Concerns about China’s ambitions to return to global centre stage as a great power have recently begun to focus on the Digital Silk Road (DSR), an umbrella term for various activities – commercial and diplomatic – of interest to the Chinese government in the cyber realm. Part of (or a spin-off from) the 2013 Belt and Road Initiative, by 2020 the DSR had become a focal point of China’s foreign policy. But the DSR remains ill-defined and poorly understood. At the heart of such concerns is not that Chinese technology companies are becoming globally competitive, but rather that Beijing could use them to ‘rewire’ the global digital architecture, from physical cables to code. Dominance by Chinese technology could shift global norms from a free cyber commons to competing systems of cyber sovereignty or cyber freedom.
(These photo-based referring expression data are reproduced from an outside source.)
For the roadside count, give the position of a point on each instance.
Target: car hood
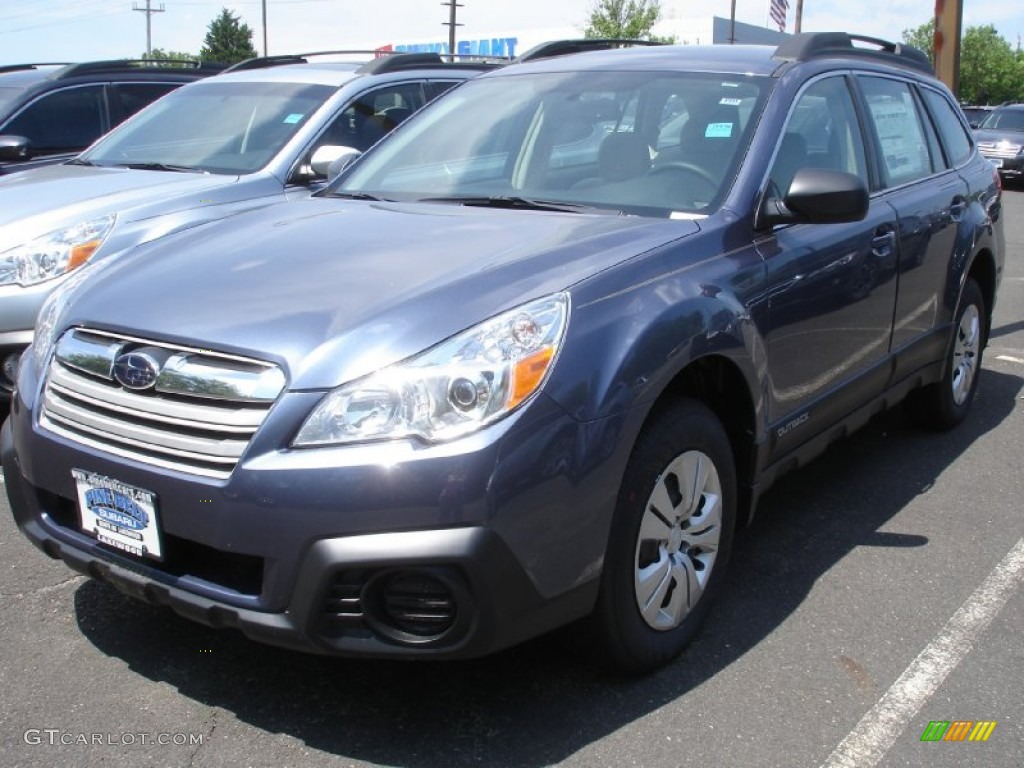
(37, 202)
(333, 290)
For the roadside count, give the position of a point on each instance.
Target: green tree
(170, 55)
(625, 18)
(227, 40)
(989, 70)
(923, 38)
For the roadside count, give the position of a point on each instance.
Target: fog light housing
(416, 605)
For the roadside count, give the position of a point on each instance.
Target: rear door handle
(884, 242)
(956, 208)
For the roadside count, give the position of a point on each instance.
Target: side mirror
(329, 160)
(13, 148)
(816, 196)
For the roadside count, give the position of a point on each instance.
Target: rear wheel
(945, 403)
(670, 541)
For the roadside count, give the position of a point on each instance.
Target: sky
(36, 31)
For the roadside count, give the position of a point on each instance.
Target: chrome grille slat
(138, 434)
(196, 415)
(187, 430)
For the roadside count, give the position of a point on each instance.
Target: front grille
(197, 415)
(998, 150)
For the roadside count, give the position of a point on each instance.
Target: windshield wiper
(159, 167)
(518, 203)
(351, 196)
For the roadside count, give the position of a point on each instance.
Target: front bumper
(503, 534)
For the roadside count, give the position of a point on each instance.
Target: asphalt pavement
(878, 592)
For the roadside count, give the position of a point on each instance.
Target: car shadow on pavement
(539, 704)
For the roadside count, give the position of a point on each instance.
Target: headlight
(55, 253)
(470, 380)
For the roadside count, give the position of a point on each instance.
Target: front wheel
(671, 539)
(945, 403)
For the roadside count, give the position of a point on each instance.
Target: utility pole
(451, 24)
(148, 24)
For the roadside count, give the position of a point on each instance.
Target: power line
(148, 23)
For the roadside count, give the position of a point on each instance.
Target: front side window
(67, 120)
(231, 127)
(822, 132)
(7, 98)
(133, 96)
(1005, 120)
(651, 143)
(373, 115)
(901, 134)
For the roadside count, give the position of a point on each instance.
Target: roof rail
(396, 61)
(563, 47)
(259, 62)
(34, 65)
(134, 65)
(813, 44)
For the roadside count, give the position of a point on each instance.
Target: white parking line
(880, 728)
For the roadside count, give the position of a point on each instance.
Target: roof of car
(748, 59)
(755, 59)
(304, 68)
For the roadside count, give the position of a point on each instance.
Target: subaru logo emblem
(136, 371)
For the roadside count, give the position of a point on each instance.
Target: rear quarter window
(954, 136)
(900, 132)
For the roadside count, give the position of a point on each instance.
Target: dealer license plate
(119, 515)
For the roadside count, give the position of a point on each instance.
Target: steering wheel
(681, 167)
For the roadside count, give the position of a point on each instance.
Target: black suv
(1000, 138)
(530, 359)
(50, 112)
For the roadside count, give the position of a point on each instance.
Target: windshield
(217, 127)
(1005, 120)
(638, 142)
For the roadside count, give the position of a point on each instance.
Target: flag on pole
(776, 11)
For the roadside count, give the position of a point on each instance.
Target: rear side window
(61, 121)
(900, 131)
(954, 136)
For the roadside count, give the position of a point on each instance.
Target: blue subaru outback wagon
(529, 360)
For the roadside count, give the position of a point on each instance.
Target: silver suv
(266, 131)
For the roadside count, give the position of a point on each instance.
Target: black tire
(660, 537)
(944, 404)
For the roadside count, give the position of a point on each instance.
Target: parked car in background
(491, 382)
(264, 132)
(976, 115)
(51, 112)
(1000, 138)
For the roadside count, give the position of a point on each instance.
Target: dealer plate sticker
(119, 515)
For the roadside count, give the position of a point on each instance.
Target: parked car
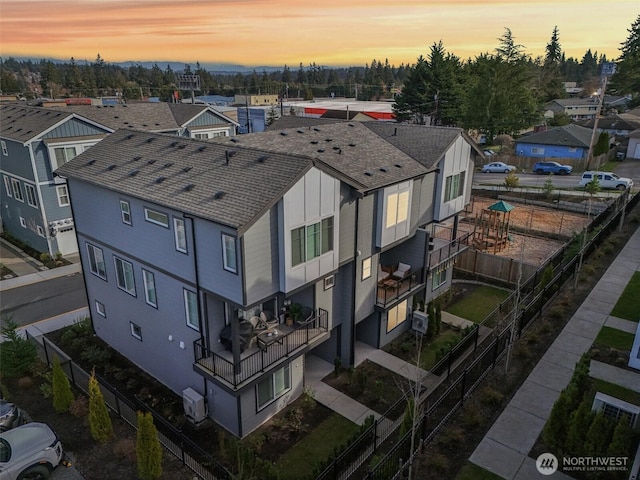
(498, 167)
(552, 167)
(607, 180)
(10, 416)
(31, 451)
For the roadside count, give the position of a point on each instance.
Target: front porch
(262, 354)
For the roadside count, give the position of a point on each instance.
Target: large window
(124, 276)
(180, 235)
(454, 186)
(229, 258)
(273, 387)
(191, 309)
(30, 191)
(150, 295)
(63, 195)
(96, 261)
(311, 241)
(396, 315)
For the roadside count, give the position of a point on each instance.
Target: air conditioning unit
(193, 403)
(420, 322)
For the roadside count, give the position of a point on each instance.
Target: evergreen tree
(148, 449)
(62, 394)
(99, 419)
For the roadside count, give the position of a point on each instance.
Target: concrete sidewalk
(505, 448)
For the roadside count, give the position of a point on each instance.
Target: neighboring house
(35, 203)
(569, 141)
(186, 244)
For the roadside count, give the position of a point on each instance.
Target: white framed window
(273, 387)
(150, 294)
(191, 309)
(100, 310)
(63, 195)
(366, 268)
(136, 331)
(156, 217)
(17, 190)
(125, 211)
(396, 315)
(229, 257)
(96, 261)
(7, 186)
(180, 235)
(30, 192)
(124, 276)
(311, 241)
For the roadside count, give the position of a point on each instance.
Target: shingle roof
(22, 123)
(568, 136)
(364, 159)
(188, 175)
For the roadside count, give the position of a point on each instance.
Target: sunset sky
(278, 32)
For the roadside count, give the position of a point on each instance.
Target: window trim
(90, 256)
(148, 210)
(132, 290)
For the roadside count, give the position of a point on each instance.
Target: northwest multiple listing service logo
(548, 464)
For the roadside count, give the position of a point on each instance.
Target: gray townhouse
(196, 253)
(36, 141)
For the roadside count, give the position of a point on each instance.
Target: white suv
(29, 451)
(606, 180)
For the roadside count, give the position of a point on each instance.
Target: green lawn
(479, 303)
(628, 306)
(471, 471)
(612, 337)
(317, 445)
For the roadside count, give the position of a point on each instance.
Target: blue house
(220, 267)
(569, 141)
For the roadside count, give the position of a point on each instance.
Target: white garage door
(67, 243)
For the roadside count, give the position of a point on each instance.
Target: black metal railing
(235, 374)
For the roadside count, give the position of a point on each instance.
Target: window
(96, 261)
(62, 155)
(191, 309)
(229, 253)
(397, 208)
(17, 190)
(158, 218)
(180, 235)
(273, 387)
(30, 191)
(124, 276)
(396, 315)
(136, 331)
(63, 195)
(150, 295)
(454, 186)
(125, 210)
(439, 277)
(366, 268)
(7, 186)
(311, 241)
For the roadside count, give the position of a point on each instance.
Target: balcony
(264, 353)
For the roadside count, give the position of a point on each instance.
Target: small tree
(148, 449)
(99, 419)
(62, 394)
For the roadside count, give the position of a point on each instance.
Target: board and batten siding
(261, 258)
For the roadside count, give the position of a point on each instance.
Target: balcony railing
(393, 288)
(443, 253)
(221, 366)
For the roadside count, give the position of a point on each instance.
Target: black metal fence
(203, 464)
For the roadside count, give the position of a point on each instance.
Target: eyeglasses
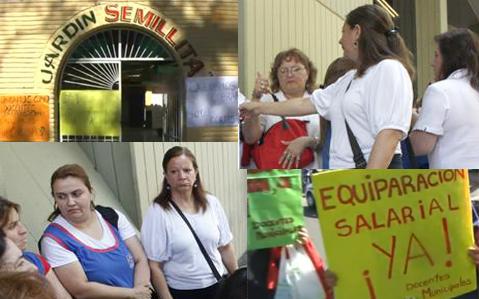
(293, 70)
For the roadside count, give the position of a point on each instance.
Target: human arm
(60, 292)
(142, 271)
(251, 127)
(159, 280)
(228, 257)
(75, 281)
(383, 149)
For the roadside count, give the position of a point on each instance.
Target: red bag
(268, 151)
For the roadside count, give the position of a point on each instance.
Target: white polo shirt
(450, 110)
(380, 99)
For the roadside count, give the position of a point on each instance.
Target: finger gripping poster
(397, 234)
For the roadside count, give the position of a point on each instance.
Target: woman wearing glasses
(293, 76)
(375, 100)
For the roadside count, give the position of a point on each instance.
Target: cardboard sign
(90, 112)
(397, 234)
(24, 118)
(275, 212)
This Adelphi book brings together eight experts to examine the development of the DSR, explore its impact on economics, security and governance in recipient countries, and assess the broader impact on patterns of economic and technological dependence, on the emerging rules and norms of tech globalisation, and on global geopolitics and great-power relations. Beijing has grasped the opportunity to leverage the entrepreneurial strengths of its private tech sector to gain prominence in the world’s digital ecosystem. But the more interventionist Beijing becomes, the more Chinese firms will be seen as instruments of the state, and the greater the pushback against Chinese technology and the DSR may be. To achieve great-power status and global centrality, Beijing might ultimately need to change tack. How it innovates in further rolling out Chinese tech across the world, and what the DSR will then look like, will have far-reaching impacts on global economics, politics and security.